Dissident BJP leader and former Union finance minister Yashwant Sinha today said demonetisation had led to "tax terrorism" and likened Prime Minister Narendra Modi to a medieval era Delhi king known for his whimsical decisions.
Sinha made these remarks at the launch of a book, Demonetization and the Black Economy, by economist Arun Kumar, who has been critical of the exercise. Suspended BJD MP Baijayant 'Jay' Panda and Congress leader Prithiviraj Chavan were also participating in the panel discussion.
Though demonetisation failed to meet any of the stated objectives, the government had won the "perception battle", Sinha said.
The former finance minister derisively said that "not policy-makers but only one policy-maker" decides what has to be done.

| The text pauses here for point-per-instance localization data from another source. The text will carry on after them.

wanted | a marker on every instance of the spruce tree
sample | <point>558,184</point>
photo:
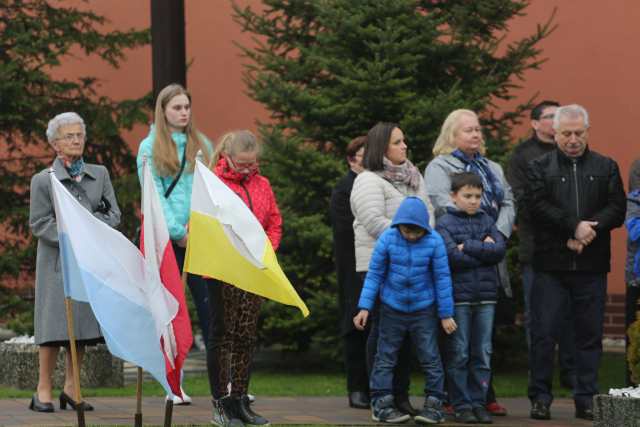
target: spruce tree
<point>35,37</point>
<point>328,70</point>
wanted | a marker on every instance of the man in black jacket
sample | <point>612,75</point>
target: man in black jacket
<point>575,198</point>
<point>349,284</point>
<point>541,142</point>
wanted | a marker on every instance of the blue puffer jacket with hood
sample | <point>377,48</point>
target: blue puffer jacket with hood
<point>410,276</point>
<point>474,269</point>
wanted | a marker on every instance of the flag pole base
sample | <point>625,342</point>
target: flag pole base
<point>168,412</point>
<point>80,413</point>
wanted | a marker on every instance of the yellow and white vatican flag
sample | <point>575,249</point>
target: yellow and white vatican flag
<point>227,242</point>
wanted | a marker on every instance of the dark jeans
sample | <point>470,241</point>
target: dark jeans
<point>198,288</point>
<point>566,345</point>
<point>422,327</point>
<point>402,370</point>
<point>469,364</point>
<point>632,297</point>
<point>355,360</point>
<point>586,293</point>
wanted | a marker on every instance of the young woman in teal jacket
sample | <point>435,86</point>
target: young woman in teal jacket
<point>171,147</point>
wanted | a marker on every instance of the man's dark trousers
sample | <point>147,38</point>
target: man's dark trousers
<point>586,292</point>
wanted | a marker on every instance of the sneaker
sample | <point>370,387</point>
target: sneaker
<point>540,411</point>
<point>495,409</point>
<point>465,416</point>
<point>585,413</point>
<point>384,411</point>
<point>431,412</point>
<point>222,417</point>
<point>403,405</point>
<point>482,415</point>
<point>184,400</point>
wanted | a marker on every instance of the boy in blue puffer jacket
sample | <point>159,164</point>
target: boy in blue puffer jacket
<point>475,247</point>
<point>409,272</point>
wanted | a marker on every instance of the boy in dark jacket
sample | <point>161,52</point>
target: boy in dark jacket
<point>409,273</point>
<point>475,247</point>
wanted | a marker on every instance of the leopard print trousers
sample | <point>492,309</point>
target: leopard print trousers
<point>233,315</point>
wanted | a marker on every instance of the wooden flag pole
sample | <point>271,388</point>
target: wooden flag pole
<point>74,362</point>
<point>138,419</point>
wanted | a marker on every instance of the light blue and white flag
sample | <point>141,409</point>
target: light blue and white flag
<point>102,267</point>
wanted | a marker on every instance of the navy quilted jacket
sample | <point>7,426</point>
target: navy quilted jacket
<point>474,269</point>
<point>410,276</point>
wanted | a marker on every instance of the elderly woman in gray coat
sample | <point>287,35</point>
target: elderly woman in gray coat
<point>460,148</point>
<point>91,185</point>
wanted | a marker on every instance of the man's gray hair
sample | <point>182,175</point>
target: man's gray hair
<point>572,111</point>
<point>63,119</point>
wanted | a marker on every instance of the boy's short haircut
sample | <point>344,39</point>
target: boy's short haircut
<point>465,179</point>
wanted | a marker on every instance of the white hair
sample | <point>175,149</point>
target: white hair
<point>63,119</point>
<point>573,111</point>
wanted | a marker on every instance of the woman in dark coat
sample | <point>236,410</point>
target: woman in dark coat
<point>91,185</point>
<point>349,284</point>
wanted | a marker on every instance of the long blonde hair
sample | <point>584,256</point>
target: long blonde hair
<point>445,142</point>
<point>231,143</point>
<point>165,156</point>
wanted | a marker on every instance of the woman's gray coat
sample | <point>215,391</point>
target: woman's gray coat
<point>437,177</point>
<point>50,319</point>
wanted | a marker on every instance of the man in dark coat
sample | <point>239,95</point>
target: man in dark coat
<point>541,142</point>
<point>349,284</point>
<point>575,198</point>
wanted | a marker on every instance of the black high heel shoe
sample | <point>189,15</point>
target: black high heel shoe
<point>38,406</point>
<point>66,399</point>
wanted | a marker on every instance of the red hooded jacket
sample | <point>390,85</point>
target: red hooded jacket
<point>255,190</point>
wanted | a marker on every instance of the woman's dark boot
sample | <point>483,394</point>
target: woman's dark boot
<point>225,413</point>
<point>246,415</point>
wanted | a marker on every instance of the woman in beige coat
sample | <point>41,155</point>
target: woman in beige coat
<point>377,192</point>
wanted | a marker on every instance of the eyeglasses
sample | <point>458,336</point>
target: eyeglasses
<point>69,137</point>
<point>578,133</point>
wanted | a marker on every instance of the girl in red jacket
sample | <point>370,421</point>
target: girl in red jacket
<point>234,312</point>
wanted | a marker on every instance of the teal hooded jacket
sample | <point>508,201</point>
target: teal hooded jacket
<point>176,208</point>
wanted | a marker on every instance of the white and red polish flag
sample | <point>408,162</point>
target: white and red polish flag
<point>177,337</point>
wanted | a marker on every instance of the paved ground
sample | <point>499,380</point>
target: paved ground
<point>279,410</point>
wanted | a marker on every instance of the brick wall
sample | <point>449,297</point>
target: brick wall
<point>614,316</point>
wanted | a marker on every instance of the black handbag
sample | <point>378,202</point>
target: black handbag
<point>167,193</point>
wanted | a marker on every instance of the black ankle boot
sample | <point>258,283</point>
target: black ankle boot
<point>246,414</point>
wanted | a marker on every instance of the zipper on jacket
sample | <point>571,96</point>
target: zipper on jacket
<point>248,196</point>
<point>575,180</point>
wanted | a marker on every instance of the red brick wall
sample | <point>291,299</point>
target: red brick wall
<point>614,316</point>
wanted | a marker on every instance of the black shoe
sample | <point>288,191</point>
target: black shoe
<point>482,415</point>
<point>568,381</point>
<point>359,400</point>
<point>403,405</point>
<point>66,399</point>
<point>540,411</point>
<point>223,413</point>
<point>245,414</point>
<point>584,413</point>
<point>465,416</point>
<point>38,406</point>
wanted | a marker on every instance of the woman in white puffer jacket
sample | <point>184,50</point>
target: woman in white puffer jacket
<point>377,192</point>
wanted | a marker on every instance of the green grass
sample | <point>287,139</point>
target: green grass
<point>278,383</point>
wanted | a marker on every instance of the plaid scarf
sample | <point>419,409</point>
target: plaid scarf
<point>406,173</point>
<point>493,193</point>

With the passage of time, they can come to only one conclusion that demonetisation has "failed and failed comprehensively", he said.
"There was another case in the 16th century in Delhi about a ruler who was famous for shifting the capital from Delhi to Daulatabad. But we forget that he also had demonetised the currency in his time. We have gone back five centuries to repeat the mistake which that gentleman, that king had made," he said.
Asked by the moderator if he was comparing Modi to Muhammad bin Tughluq, Sinha said he was not taking any names.
Sinha said "tax terrorism", which the BJP was critical of when it was in the opposition, has returned because of the note ban, and claimed the income tax department registered 1.8 million cases following the decision and was ill-equipped to probe them all anytime soon.
"What has been the other side-effect? Tax-terrorism, which the BJP had criticised when we were in opposition. It has come back now. 1.8 million cases have been started by the income tax department (since demonetisation)" he said.
Is the department equipped to handle so many cases and how much time it is going to take to bring those cases to a final conclusion, he asked, claiming people will never know how much black money was actually recovered until investigation in all those cases are complete.
"This will go on and on like the counting of the notes by the Reserve Bank of India. It will never finish, not at least until the next Lok Sabha election so that the perception of this (demonetisation) having succeeded continues to hold," he said.
Asked how would he have tackled the flow of black money, Sinha quipped, "Demonetisation and the Goods and Services Tax (GST) are subjects to write books upon how things should not be done."
Published by Penguin India, 'Demonetization and the Black Economy' claims to explain the story of the note ban and its effects on the economy.